Happy New Year, You're Fat

New Year, new hopes

They started appearing last week; the ads for weight loss. The Weight Watchers New 360 appeared first. Two brochures on the first day, a letter the third, and four emails yesterday. I have also heard from Medifast, Jenny Craig, Nutrisystem, the local weight loss program at my regional hospital, a weight loss flyer from my church, and a couple from a woman in my neighborhood who is offering a holistic approach to weigh – or so she says.
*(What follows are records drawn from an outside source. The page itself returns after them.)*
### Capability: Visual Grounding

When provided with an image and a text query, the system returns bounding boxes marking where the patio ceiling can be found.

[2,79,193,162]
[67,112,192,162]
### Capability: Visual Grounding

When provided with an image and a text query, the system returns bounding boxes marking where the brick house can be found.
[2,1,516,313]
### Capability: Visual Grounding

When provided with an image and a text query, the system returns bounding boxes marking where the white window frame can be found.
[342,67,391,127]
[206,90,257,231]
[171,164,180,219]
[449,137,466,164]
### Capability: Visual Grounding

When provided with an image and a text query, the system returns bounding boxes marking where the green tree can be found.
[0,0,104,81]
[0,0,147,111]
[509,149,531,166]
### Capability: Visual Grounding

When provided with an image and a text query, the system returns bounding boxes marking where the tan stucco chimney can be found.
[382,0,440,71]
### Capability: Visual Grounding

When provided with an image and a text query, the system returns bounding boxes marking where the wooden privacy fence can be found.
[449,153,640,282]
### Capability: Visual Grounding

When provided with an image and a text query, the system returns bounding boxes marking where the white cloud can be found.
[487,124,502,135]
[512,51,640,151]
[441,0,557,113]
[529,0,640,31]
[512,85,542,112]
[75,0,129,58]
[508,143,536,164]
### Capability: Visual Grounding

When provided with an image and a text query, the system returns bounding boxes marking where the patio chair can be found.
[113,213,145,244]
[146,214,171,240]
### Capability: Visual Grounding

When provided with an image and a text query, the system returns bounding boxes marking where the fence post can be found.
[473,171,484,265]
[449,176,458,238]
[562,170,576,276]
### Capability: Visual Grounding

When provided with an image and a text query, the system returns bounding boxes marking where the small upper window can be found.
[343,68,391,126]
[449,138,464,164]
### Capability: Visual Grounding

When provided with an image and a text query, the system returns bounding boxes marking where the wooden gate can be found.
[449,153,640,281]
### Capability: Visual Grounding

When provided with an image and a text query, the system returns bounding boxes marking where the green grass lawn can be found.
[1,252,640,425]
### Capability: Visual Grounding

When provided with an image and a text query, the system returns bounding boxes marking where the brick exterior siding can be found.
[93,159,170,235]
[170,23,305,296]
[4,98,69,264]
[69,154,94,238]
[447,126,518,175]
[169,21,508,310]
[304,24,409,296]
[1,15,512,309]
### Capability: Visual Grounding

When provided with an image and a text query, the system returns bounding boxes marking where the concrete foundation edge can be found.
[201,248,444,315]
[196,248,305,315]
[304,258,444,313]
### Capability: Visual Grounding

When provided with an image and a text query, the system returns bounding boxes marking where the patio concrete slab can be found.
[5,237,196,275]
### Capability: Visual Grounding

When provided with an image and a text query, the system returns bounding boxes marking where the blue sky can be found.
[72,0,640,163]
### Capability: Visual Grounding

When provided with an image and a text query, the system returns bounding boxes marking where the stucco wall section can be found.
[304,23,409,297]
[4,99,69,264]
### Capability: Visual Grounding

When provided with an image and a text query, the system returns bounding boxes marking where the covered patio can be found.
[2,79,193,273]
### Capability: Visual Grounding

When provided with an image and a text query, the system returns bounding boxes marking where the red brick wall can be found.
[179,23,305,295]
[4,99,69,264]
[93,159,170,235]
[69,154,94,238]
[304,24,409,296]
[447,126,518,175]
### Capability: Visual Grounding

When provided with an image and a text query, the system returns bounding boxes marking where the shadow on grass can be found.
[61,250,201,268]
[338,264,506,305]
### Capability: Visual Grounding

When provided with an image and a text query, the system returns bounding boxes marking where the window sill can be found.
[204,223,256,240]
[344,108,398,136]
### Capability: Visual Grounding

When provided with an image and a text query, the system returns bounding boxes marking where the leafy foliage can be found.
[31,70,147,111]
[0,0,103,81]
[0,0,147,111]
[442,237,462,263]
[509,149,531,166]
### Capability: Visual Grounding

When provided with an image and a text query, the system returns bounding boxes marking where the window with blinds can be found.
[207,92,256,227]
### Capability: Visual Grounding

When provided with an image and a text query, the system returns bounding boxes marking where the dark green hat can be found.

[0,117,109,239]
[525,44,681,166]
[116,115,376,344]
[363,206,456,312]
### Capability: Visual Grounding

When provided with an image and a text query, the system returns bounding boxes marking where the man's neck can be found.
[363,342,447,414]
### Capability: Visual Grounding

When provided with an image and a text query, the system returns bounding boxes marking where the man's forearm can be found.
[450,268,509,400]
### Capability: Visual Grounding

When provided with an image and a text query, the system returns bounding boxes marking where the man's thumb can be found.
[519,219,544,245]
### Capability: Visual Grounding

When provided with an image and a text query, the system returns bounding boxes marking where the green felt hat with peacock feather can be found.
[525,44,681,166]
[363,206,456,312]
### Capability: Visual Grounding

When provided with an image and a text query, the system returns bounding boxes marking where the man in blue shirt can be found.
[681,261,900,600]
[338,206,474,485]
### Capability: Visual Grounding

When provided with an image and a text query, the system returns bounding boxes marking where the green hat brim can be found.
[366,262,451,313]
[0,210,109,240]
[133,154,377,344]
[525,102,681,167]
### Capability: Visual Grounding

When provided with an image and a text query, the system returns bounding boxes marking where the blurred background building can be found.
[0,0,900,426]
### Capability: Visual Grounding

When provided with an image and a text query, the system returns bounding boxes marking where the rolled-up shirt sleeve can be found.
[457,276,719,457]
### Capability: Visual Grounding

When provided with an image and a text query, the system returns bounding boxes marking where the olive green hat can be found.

I have also received flyers with special rates for gyms – Gold’s, Fitness Extreme, Lady America Spa, Cross Fit, and Lifetime. All of them state that they are new, improved, will cater to my lifestyle and tastes, be affordable, and effect true change. As a result, I will be happier, wealthier, more energetic, and just, well better than I was last year. I will also be spiritually pure and considered a clean eater.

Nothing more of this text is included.